If you were looking for signs in New Zealand of the voter anger that has brought Donald Trump to the White House, then the opening shots in the Mt Roskill by-election would have been a disappointment.

Instead, the first candidates’ debate was a raucous affair punctuated by protest signs, loud interjections, jeering and all round noise.

But there was no rejection of the political process; rather it seemed that the participants and the audience all took the chance to make their points as loudly as they could.

Labour’s Michael Wood and National List MP, Parmjeet Parmar, debated in front of a packed Three Kings Community Centre crowd.

The walls of the centre were lined with silent Indian students holding aloft signs demanding that they not be deported.

They were students who have been caught up in immigration rorts by India-based immigration agents.

Other protesters were not silent.

Tua Schuster — an independent candidate — suddenly interrupted proceedings and angrily (and loudly) demanded that he be included.

He wasn’t and the debate moved on though it was subject to constant interruptions as supporters of one or other of the candidates loudly jeered, yelled interjections, applauded or just laughed.


There was, however, one concession to Trump, immigration in this heavily immigrant electorate was an issue.

Wood said the fact that we had record levels of immigration made no sense in the middle of a housing crisis and when he had huge infrastructure needs.

“Labour’s policy is to review immigration levels and look to turn the tap down.”

(That statement was greeted by loud jeers from Parmar’s supporters.)

“We need to ensure that we can have affordable housing for all people no matter where they come from,” he said.

Parmar said immigration was part of our society.

“Blaming immigrants for house prices is not fair,” she said.

“It’s about giving a fair opportunity to each and every person who makes New Zealand their home.”

As would be expected in any Auckland electorate at present, housing is an issue in the campaign.

Once Mt Roskill was a blue collar state house suburb; now those state houses are full of immigrants and people wanting to buy a house can expect to pay $1,000,000.

Wood said housing was the biggest challenge the Mt Roskill community faced.

“The thing I always say about Mt Roskill historically is that it is a place where people can come to get a start in life.

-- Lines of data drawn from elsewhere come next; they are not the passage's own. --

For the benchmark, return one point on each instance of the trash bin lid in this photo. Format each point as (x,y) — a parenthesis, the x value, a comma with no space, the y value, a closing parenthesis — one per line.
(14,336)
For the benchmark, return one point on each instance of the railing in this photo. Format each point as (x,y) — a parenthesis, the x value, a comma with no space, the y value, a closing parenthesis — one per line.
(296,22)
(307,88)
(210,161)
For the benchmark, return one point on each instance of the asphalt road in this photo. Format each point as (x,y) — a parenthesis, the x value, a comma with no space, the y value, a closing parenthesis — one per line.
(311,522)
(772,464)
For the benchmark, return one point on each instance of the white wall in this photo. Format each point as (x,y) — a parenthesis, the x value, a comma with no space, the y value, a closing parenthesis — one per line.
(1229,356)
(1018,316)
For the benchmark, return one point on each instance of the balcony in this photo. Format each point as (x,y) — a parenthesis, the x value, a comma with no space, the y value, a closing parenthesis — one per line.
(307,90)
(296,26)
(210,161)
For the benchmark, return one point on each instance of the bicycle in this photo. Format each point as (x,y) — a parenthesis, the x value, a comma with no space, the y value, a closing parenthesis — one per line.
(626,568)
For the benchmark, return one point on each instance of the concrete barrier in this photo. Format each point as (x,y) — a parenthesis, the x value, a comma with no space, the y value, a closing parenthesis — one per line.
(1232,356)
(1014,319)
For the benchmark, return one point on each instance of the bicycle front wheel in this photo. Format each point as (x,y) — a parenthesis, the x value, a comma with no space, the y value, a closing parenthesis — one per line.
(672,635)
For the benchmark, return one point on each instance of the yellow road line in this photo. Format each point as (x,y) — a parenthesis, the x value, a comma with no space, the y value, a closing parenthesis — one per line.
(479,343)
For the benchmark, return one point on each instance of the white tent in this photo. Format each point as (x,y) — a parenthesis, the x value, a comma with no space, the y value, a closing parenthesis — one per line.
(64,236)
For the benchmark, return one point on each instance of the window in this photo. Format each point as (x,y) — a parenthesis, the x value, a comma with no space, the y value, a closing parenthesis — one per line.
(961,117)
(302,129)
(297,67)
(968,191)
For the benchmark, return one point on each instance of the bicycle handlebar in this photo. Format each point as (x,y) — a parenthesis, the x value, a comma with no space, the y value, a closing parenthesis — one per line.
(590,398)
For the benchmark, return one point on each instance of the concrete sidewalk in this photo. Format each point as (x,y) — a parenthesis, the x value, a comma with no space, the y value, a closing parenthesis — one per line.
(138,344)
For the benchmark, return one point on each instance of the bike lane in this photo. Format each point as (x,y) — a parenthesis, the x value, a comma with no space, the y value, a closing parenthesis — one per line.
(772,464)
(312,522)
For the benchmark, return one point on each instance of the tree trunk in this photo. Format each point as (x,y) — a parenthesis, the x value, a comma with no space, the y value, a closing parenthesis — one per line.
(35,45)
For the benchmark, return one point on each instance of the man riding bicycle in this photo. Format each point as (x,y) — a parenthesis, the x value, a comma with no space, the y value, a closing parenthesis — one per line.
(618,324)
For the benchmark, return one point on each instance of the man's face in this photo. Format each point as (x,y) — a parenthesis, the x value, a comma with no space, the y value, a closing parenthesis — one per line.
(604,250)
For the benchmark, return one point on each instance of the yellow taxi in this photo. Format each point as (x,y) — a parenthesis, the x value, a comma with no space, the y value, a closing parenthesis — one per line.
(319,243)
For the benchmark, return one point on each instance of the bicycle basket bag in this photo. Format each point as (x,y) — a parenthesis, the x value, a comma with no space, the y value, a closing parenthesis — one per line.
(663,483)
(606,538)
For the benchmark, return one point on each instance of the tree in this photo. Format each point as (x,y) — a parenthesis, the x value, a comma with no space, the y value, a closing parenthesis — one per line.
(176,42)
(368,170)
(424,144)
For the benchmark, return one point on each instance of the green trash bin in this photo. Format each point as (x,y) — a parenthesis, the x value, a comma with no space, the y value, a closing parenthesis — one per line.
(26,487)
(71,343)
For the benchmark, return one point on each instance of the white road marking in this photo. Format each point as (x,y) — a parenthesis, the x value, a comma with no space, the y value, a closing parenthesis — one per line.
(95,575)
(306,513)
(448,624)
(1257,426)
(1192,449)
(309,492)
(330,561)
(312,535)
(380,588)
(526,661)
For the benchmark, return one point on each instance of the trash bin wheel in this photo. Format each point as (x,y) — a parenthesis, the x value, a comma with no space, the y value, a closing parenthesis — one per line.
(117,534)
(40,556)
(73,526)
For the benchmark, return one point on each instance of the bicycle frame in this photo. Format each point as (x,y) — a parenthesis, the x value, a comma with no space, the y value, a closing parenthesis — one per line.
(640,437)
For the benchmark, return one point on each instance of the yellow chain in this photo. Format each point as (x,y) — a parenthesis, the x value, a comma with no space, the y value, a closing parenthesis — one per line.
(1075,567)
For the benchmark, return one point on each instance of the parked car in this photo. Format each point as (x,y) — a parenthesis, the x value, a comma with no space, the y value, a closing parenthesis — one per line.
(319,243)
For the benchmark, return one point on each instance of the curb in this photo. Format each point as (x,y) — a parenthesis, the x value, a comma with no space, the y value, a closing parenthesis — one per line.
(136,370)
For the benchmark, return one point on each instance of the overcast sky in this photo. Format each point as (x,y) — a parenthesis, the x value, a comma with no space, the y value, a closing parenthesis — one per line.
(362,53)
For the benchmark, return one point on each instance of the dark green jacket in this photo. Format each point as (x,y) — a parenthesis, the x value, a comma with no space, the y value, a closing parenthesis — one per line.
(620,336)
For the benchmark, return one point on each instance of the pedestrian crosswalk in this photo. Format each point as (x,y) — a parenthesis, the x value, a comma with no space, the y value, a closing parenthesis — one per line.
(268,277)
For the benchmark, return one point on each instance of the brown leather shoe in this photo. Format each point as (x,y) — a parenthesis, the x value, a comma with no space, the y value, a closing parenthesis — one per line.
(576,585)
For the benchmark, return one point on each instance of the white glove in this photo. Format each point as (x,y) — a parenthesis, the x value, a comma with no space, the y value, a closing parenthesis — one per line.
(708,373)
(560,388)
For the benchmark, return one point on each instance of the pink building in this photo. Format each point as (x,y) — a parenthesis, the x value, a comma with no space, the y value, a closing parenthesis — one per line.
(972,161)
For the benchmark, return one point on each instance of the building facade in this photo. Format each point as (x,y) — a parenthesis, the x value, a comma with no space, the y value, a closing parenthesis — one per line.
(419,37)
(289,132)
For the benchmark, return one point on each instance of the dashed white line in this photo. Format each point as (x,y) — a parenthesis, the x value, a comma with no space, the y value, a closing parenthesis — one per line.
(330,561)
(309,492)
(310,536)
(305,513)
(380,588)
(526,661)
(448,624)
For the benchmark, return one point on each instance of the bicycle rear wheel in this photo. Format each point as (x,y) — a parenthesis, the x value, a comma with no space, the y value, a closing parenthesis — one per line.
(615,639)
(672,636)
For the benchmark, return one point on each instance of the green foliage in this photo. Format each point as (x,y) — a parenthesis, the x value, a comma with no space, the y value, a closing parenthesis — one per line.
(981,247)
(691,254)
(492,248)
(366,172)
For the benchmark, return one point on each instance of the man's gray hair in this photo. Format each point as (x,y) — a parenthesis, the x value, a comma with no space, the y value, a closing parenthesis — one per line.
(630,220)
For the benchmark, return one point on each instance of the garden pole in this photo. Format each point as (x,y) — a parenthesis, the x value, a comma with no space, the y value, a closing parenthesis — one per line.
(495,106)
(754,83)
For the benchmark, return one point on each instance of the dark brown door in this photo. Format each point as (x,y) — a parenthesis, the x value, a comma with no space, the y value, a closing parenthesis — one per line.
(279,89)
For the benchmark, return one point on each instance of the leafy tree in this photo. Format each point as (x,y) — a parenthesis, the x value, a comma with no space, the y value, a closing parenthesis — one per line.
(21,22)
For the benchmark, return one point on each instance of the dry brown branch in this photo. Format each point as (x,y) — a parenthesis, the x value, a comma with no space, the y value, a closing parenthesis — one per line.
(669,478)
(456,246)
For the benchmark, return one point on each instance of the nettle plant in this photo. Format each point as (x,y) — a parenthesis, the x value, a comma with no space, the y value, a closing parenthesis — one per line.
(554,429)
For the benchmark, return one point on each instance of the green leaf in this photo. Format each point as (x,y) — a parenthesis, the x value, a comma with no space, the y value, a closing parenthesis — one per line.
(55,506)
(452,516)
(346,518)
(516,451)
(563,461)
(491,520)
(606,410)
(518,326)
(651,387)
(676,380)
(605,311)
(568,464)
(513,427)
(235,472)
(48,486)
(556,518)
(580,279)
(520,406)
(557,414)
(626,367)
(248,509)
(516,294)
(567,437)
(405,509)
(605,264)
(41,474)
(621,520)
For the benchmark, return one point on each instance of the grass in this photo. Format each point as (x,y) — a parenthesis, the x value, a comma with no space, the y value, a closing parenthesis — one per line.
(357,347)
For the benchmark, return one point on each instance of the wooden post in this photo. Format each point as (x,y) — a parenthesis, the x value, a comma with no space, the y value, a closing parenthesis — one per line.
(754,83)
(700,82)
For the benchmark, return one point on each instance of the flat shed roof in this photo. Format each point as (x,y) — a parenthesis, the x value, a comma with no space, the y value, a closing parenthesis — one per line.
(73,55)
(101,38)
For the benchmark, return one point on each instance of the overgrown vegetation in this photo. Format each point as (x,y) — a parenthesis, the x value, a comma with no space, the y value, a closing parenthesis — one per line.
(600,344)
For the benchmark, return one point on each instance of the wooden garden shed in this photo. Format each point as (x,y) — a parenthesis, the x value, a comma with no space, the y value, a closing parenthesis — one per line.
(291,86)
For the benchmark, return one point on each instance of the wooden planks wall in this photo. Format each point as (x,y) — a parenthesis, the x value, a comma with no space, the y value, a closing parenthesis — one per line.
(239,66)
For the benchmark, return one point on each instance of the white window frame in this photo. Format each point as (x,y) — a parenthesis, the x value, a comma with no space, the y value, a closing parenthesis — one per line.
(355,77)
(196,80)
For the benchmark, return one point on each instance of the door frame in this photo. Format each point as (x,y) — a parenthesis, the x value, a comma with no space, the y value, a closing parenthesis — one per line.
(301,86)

“You could always afford a house in Mt Roskill, put some roots down and contribute back.

“That’s been lost.

“We’ve got to tackle it on the supply side by building affordable houses.

“And we have to tackle the speculators – the demand side.

“We cannot have overseas speculators driving up house prices for the benefit of people overseas.

“We’ll ban foreign investment in houses in this country.”

That statement was greeted with widespread applause across the various groups in the hall.

Wood also told POLITIK  that there was a major problem with land banking in the electorate; that there was ample land on which to build houses but developers refused to release it.

Parmar defended the Government’s special housing areas policy in Auckland and accused Wood of joining with the Greens in attempting to drive house prices down by 50%.

That was not the only accusation she flung at Wood — she also wanted to know why, if he was so committed to Mt Roskill, he had stood in other electorates around Auckland.

A good deal of that was lost in general noise as the audience shouted back at her.

Crime was also discussed.

Wood says it is a major issue in the campaign. He cites the case of the liquor store owners just over the road from his campaign office who has been held up three times in three weeks and was hit over the head with a piece of 4 x 2.

He wants more police.

And he wants the Mt Roskill police station re-opened which Parmar claimed had not been closed.

But this was all local retail politics in New Zealand with an engaged audience who all obviously felt able to inject their own views into the debate even if the way they did disregarded any sense of courtesy or respect for their opponents.

NZ First Leader Winston Peters, however in a speech in Marlborough,  saw parallels between his own political position on most things and Donald Trump.

““This is yet again a dramatic lesson for the commentariat, pollsters and the political establishment

“The greatest message for the elite is that the ordinary people in the Western world are not going to go on being ignored.

“The pollsters and media got it wrong because they refused to see what is happening in America and this is not a Republican victory over the Democrats, this is a rejection of  neo-liberalism or, in plain words, the elite enriching themselves at the expense of the hard-working, law-abiding middle-class and workers.”

But as the Mt Roskill meeting showed, the New Zealand political process can accommodate those tensions much more readily than the American system.